The Art of Making Satellites Fly Faster: A Deep Dive into Zig's SIMD Capabilities for SGP4 Propagation

A developer has created the fastest general-purpose SGP4 satellite propagation library, achieving 11-13 million propagations per second in native Zig and 7 million per second through Python bindings, all without a GPU. This article explores the technical journey, from leveraging Zig's comptime and SIMD features to solving the unique challenges of vectorizing a complex algorithm, revealing how thoughtful language design can unlock performance in unexpected domains.

The quest for computational speed often leads developers to GPUs, specialized hardware, or complex distributed systems. Yet, sometimes the most profound gains come from a deeper understanding of a single CPU's capabilities and the language that orchestrates them. This is the story of astroz, a new SGP4 satellite propagation library that achieves 11-13 million propagations per second in native Zig and 7 million per second through Python bindings, all on a standard CPU. It's a case study in how modern language features—specifically Zig's comptime and first-class SIMD support—can be harnessed to breathe new life into decades-old algorithms.

SGP4, the Standardized General Perturbation 4 algorithm, is the workhorse for predicting satellite positions from Two-Line Element (TLE) data. It's been the standard since the 1980s, and most implementations are straightforward ports of the original reference code. They work, but "fine" becomes a bottleneck when workloads scale. Generating a month of ephemeris data at one-second intervals requires 2.6 million propagations per satellite. Pass prediction over a ground station network or conjunction screening for trajectory analysis demands similar density. At typical speeds of 2-3 million propagations per second, these tasks take seconds per satellite—a delay that compounds quickly in iterative analysis or interactive tools.

The author's journey began not with SIMD, but with a scalar implementation that already outperformed expectations. The Rust sgp4 crate, a respected open-source implementation, was matched or slightly beaten by a straightforward Zig port. This initial speed wasn't from clever micro-optimizations but from two design choices that aligned perfectly with modern CPU architecture and Zig's compilation model.

First, the hot paths were written branchlessly where possible. The SGP4 algorithm is riddled with conditionals: deep space versus near-earth models, different perturbation calculations, and convergence checks in the Kepler solver. Writing these as branchless expressions initially made the code easier to reason about. It was a happy accident that this also gave CPUs predictable instruction streams, minimizing costly branch mispredictions.

Second, Zig's comptime feature was used aggressively. comptime allows arbitrary code execution at compile time. In SGP4, many setup calculations—gravity constants, polynomial coefficients, derived parameters—can be computed once and baked directly into the binary. This eliminates runtime initialization and repeated calculations.

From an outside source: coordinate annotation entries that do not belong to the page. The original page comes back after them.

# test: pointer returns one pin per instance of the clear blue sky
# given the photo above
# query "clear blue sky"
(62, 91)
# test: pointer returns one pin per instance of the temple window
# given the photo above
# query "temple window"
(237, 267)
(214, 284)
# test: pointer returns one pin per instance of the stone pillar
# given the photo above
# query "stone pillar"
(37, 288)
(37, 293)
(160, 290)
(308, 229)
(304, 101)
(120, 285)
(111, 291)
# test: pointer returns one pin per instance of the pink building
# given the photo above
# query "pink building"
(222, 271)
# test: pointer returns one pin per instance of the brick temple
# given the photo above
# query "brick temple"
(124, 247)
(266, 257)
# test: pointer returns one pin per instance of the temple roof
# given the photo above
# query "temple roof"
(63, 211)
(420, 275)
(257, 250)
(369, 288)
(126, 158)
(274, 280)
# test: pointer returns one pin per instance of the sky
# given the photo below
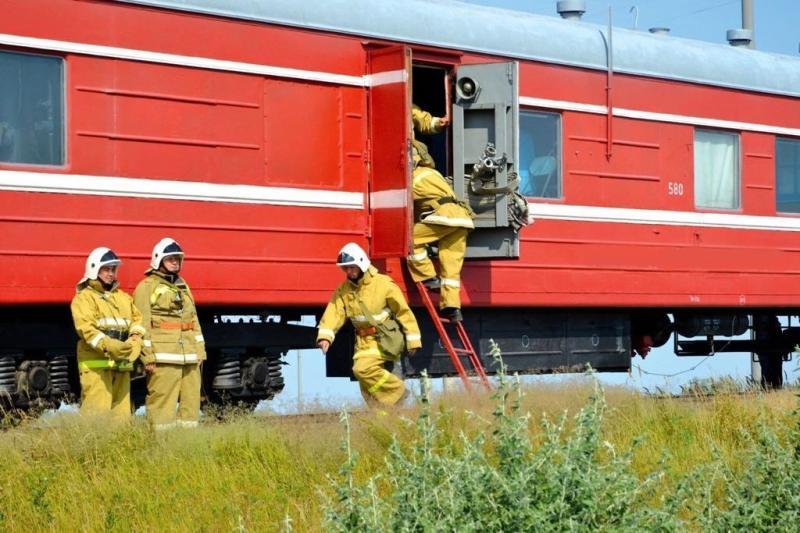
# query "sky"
(777, 30)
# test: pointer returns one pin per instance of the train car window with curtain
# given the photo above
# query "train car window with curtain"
(31, 109)
(716, 169)
(540, 154)
(787, 175)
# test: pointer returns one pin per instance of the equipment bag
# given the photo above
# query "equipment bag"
(391, 339)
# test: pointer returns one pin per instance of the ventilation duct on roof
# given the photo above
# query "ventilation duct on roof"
(571, 9)
(740, 37)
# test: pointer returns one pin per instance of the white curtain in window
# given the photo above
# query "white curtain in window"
(716, 180)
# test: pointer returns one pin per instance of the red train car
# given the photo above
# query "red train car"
(662, 175)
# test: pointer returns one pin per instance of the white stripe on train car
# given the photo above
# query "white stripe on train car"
(657, 117)
(621, 215)
(132, 54)
(13, 180)
(390, 199)
(368, 80)
(252, 194)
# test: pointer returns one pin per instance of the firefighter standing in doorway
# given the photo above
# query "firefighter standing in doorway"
(109, 337)
(367, 291)
(173, 345)
(439, 218)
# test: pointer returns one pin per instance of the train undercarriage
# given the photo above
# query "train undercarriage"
(38, 368)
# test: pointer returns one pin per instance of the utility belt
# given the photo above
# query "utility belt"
(117, 334)
(367, 331)
(182, 326)
(429, 204)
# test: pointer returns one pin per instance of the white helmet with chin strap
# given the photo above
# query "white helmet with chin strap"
(352, 254)
(164, 248)
(98, 258)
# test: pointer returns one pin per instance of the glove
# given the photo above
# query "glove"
(136, 347)
(116, 349)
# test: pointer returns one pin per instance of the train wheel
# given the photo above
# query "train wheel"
(768, 328)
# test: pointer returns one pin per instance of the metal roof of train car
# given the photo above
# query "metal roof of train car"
(456, 25)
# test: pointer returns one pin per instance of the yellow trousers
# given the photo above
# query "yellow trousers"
(378, 385)
(169, 385)
(452, 246)
(106, 392)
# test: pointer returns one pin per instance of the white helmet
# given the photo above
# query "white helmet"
(353, 254)
(164, 248)
(98, 258)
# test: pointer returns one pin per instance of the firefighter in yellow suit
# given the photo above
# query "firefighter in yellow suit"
(110, 333)
(173, 344)
(381, 297)
(439, 218)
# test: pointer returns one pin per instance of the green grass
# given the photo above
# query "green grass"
(626, 458)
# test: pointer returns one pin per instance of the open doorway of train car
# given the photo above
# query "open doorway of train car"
(429, 92)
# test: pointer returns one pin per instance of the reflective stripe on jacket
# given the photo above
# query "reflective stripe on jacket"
(99, 314)
(381, 296)
(170, 317)
(428, 186)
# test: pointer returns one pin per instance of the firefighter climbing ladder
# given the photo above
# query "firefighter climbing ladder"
(447, 342)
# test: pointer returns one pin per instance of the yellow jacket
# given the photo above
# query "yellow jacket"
(102, 319)
(436, 203)
(381, 296)
(170, 318)
(427, 124)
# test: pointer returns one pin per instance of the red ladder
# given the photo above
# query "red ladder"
(455, 353)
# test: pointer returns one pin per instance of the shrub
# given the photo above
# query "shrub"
(502, 480)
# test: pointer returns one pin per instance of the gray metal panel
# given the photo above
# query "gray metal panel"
(491, 116)
(518, 35)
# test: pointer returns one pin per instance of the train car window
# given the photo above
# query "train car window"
(540, 154)
(31, 109)
(787, 175)
(716, 169)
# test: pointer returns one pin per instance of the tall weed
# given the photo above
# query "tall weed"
(501, 480)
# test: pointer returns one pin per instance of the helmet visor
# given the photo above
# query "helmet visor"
(345, 259)
(109, 258)
(172, 249)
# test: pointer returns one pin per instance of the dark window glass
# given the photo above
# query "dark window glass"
(31, 109)
(787, 175)
(540, 154)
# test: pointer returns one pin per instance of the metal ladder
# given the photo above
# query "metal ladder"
(447, 342)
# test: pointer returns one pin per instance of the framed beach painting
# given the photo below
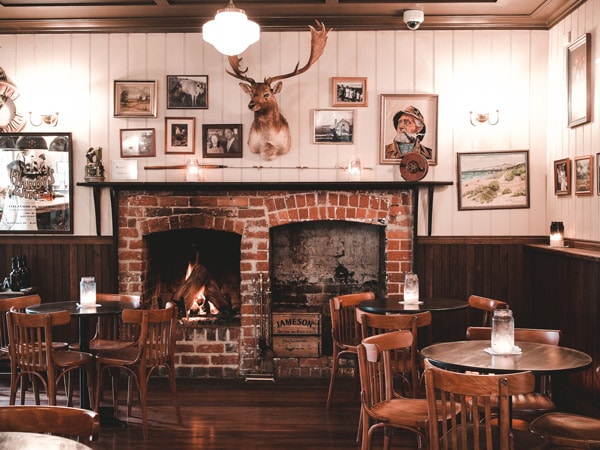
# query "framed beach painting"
(493, 180)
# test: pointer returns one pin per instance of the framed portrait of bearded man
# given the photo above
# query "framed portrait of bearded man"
(408, 124)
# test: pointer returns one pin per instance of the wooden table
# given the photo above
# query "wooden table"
(36, 441)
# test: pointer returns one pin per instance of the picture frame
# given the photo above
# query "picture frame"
(562, 176)
(579, 73)
(349, 91)
(417, 108)
(584, 173)
(36, 192)
(187, 91)
(135, 98)
(138, 142)
(222, 140)
(493, 180)
(180, 135)
(333, 126)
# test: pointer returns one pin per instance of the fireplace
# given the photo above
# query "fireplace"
(248, 225)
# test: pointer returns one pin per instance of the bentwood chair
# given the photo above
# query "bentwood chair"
(473, 395)
(345, 331)
(153, 349)
(75, 423)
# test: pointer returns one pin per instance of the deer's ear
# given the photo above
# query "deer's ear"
(277, 88)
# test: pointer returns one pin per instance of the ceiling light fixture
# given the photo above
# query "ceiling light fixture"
(231, 32)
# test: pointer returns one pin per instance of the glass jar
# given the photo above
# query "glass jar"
(503, 331)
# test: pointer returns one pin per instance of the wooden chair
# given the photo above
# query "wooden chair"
(75, 423)
(531, 405)
(474, 395)
(345, 332)
(154, 348)
(29, 336)
(487, 306)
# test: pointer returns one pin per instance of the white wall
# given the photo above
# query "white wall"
(75, 74)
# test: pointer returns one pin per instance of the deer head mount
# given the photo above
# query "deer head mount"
(270, 133)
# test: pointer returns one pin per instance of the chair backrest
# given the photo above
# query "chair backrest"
(487, 306)
(75, 423)
(476, 395)
(345, 329)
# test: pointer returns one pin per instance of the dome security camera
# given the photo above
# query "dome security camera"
(413, 18)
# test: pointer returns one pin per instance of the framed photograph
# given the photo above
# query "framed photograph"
(408, 124)
(180, 135)
(562, 176)
(584, 170)
(333, 126)
(187, 91)
(36, 189)
(222, 140)
(493, 180)
(138, 142)
(349, 91)
(579, 72)
(135, 98)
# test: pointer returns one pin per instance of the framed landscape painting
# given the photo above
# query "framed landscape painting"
(493, 180)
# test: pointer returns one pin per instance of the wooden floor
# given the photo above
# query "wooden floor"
(240, 415)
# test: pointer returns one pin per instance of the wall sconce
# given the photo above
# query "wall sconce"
(231, 32)
(48, 119)
(481, 118)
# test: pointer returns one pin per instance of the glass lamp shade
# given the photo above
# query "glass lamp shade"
(231, 32)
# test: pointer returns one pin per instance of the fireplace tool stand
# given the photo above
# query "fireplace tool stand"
(263, 353)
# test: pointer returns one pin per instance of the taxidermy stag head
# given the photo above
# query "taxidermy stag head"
(270, 134)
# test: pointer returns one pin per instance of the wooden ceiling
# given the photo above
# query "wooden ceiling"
(69, 16)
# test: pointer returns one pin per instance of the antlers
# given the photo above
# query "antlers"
(317, 46)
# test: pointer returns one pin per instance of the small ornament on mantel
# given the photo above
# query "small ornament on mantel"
(94, 170)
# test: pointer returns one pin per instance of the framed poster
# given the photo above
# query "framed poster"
(333, 126)
(579, 72)
(36, 190)
(135, 98)
(562, 176)
(180, 135)
(493, 180)
(408, 124)
(187, 91)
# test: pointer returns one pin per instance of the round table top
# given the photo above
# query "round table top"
(538, 358)
(35, 441)
(396, 305)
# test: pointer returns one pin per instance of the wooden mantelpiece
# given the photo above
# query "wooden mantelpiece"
(117, 186)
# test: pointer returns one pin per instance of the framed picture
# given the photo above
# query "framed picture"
(135, 98)
(180, 135)
(222, 141)
(349, 91)
(408, 124)
(333, 126)
(579, 71)
(187, 91)
(562, 176)
(36, 189)
(584, 170)
(138, 142)
(493, 180)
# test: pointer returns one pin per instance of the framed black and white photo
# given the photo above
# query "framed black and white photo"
(187, 91)
(333, 126)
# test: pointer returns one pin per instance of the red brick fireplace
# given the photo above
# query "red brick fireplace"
(250, 210)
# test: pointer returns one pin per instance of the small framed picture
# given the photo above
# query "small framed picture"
(187, 91)
(138, 142)
(135, 98)
(584, 170)
(562, 176)
(180, 135)
(333, 126)
(222, 140)
(349, 91)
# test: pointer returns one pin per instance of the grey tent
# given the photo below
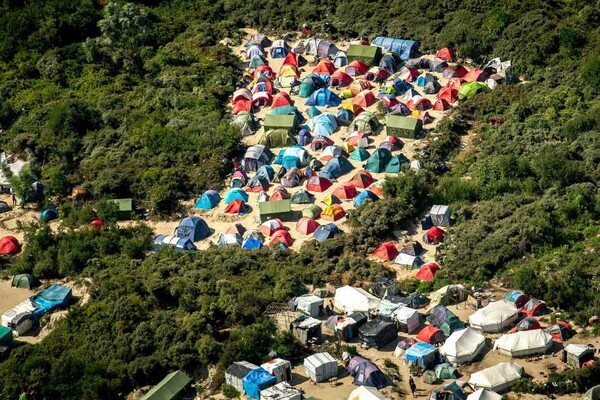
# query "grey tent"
(255, 157)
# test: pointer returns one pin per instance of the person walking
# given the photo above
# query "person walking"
(413, 386)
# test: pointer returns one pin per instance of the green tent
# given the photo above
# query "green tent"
(378, 160)
(468, 90)
(313, 212)
(170, 388)
(277, 138)
(287, 122)
(275, 209)
(25, 281)
(399, 126)
(370, 55)
(5, 336)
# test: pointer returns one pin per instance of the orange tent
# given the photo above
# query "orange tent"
(306, 225)
(345, 192)
(333, 212)
(386, 251)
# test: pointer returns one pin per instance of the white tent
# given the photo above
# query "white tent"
(498, 378)
(524, 343)
(495, 316)
(366, 393)
(349, 299)
(320, 367)
(484, 394)
(407, 317)
(463, 346)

Zig's compiler is smart enough to treat const variables as comptime by default, making this optimization nearly effortless. The result was a scalar implementation running at ~5.2 million propagations per second, already edging out Rust's ~5.0 million.

This success revealed a deeper opportunity. SGP4's core design is inherently parallel: each satellite and each time point is independent. This independence is tailor-made for Single Instruction, Multiple Data (SIMD) processing. Historically, SIMD implementation has been a nightmare—requiring platform-specific intrinsics, conditional compilation, and complex code that's difficult to maintain. The author's discovery was that Zig treats SIMD as a first-class citizen, abstracting away the platform-specific complexity.

The foundation is a simple type declaration: const Vec4 = @Vector(4, f64);. This creates a 4-wide vector of 64-bit floats. No intrinsics, no platform detection. The LLVM backend handles targeting the right instruction set. Built-in operations are equally straightforward. Broadcasting a scalar to all lanes uses @splat. Trigonometric functions like @sin and @cos map directly to LLVM intrinsics, which use platform-optimal implementations like libmvec on Linux x86_64.

The real mental shift was learning to think in lanes. In scalar code, an if statement directs the CPU down one path. In SIMD, all lanes execute together. If lane 0 needs the "true" branch and lane 2 needs the "false" branch, you must compute both outcomes and select per lane. This initially felt wasteful, but modern CPUs are so fast at arithmetic that computing both and selecting is often faster than dealing with branch misprediction. For SGP4, most satellites follow the same path anyway, minimizing truly "wasted" work.

The trickier challenge was convergence loops in the Kepler solver. In scalar code, you iterate until a single result converges. In SIMD, different lanes converge at different rates. The solution is to track convergence per lane with a mask and use @reduce to check if all lanes are complete. This pattern—compute everything, mask the results, reduce to check completion—became the foundation for the vectorized implementation.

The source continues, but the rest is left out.